4. Slow Lightning, by Eduardo C. Corrall.

The dark snakes coiled on the cover gave me a good feeling about this book--Corral is inventive, he is not shy about changing form and pattern, and the only poet I can think of to compare him to is Lorca, for his passion, commitment, and dedication to the song of the work.  (And I jut now looked at his blog, which says, "Eduardo Corral is the love child of Robert Hayden and Federico GarcĂ­a Lorca." So I guess he won't mind the Lorca comparison." This is a book of complexity--with layers of discomfort and arousal built into poems of sex, gender, shame, and homosexual love that are astonishing in their power.  I am going to return to this book again and again.  I can't imagine quoting from a poem without either giving you the whole thing or giving you the poems around it for reference.  So how about if I just share a few of his great titles:

"In Colorado My Father Scoured and Stacked Dishes"

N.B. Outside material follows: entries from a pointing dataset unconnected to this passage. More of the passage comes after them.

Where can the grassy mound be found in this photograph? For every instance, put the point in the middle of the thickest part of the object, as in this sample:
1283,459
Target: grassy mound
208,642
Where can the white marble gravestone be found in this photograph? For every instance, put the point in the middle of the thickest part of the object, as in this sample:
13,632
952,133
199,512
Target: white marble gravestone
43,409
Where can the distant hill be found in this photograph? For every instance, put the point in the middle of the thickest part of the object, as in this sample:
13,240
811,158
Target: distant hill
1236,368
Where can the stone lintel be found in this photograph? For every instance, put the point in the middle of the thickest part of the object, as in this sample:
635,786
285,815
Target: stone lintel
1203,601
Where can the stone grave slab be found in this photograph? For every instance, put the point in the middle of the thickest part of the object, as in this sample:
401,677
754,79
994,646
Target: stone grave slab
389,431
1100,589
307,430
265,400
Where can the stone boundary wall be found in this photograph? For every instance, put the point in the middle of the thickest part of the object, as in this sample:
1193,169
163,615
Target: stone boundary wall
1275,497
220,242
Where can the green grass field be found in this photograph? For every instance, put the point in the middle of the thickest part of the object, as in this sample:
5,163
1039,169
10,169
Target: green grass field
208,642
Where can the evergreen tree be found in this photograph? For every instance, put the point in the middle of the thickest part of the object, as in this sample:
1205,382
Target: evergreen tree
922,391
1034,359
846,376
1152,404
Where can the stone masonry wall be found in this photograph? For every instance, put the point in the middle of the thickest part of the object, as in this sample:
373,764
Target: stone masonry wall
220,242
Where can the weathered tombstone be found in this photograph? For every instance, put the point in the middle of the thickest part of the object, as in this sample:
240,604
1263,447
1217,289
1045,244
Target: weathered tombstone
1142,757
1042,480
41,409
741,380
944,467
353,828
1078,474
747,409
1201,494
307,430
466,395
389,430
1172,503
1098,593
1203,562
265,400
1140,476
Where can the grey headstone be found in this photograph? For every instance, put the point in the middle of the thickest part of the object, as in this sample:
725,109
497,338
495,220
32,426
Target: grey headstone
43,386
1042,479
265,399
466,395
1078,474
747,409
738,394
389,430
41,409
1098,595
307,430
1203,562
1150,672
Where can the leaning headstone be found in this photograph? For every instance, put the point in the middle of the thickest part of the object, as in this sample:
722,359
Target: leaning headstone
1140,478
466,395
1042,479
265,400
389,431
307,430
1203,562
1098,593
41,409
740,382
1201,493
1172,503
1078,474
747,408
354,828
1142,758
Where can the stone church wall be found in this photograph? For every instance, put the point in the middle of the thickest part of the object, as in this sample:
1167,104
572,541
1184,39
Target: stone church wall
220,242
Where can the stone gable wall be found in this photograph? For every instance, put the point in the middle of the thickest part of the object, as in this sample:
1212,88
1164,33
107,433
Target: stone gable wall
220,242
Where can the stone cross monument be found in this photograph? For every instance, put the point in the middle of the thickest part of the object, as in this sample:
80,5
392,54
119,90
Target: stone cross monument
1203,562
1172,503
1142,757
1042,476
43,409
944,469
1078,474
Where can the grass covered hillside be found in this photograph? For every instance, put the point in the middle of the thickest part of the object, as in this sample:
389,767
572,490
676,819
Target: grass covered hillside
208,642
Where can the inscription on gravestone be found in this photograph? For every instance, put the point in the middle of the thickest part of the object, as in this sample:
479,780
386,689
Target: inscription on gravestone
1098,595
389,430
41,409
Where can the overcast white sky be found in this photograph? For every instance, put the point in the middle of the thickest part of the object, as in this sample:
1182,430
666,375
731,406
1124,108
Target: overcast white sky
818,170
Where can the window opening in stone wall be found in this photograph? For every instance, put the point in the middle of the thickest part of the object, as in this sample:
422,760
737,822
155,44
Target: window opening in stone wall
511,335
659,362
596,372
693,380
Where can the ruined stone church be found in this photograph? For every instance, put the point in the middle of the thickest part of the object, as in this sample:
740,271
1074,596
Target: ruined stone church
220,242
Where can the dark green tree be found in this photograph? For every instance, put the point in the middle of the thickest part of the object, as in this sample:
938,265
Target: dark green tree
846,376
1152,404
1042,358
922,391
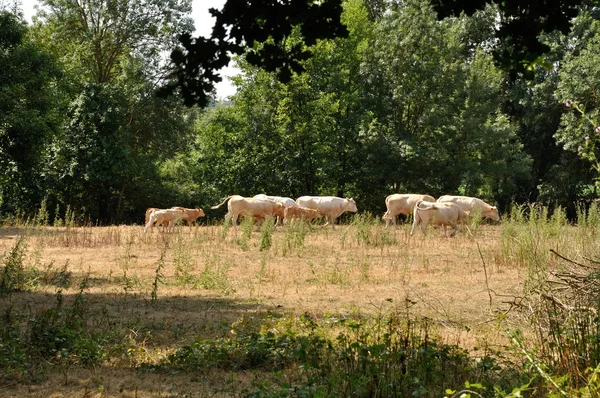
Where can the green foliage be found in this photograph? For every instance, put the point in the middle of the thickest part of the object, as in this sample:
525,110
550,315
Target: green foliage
60,334
214,276
28,119
383,356
294,235
266,234
13,273
182,261
370,232
158,276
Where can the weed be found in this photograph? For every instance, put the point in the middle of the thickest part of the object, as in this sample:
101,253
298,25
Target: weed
158,276
13,275
294,236
183,261
214,276
266,234
42,217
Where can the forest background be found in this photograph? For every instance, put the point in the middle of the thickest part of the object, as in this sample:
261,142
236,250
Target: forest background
405,103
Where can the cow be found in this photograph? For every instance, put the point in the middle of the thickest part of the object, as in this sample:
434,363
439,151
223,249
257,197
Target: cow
470,204
162,216
258,208
149,210
402,204
189,215
439,213
330,207
281,199
292,213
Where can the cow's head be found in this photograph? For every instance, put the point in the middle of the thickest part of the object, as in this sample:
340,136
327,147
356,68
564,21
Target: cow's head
351,205
491,212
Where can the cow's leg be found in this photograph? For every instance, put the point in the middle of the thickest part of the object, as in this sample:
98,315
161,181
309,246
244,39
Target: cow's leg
148,224
234,221
454,229
416,222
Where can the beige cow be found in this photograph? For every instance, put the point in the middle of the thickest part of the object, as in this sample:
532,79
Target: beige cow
162,216
299,213
438,213
281,199
189,215
468,203
258,208
330,207
402,204
149,210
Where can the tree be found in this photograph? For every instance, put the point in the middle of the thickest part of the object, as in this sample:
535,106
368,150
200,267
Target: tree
261,30
28,115
101,35
436,101
116,133
521,23
577,92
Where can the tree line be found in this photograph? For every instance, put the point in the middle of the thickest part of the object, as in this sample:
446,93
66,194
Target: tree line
404,103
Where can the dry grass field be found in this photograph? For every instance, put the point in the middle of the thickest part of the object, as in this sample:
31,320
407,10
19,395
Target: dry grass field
160,291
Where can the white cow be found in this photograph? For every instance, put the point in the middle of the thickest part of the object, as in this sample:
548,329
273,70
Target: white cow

"Self-Portrait With Tumbling and Lasso"

"All the Trees of the Field Shall Clap Their Hands"

All the time I have been away I have been grabbing snippets of time, mostly on the train on my way to work, to write poetry.  Today I had to stay home in case the house painters needed anything, so I have been at the keyboard al day, typing rough drafts from yellow legal pads into the form of rough drafts on a laptop, and it felt industrious and pleasurable.  I hope some of these (short for me) poems will be out in the world on webpages and paper pages before too long.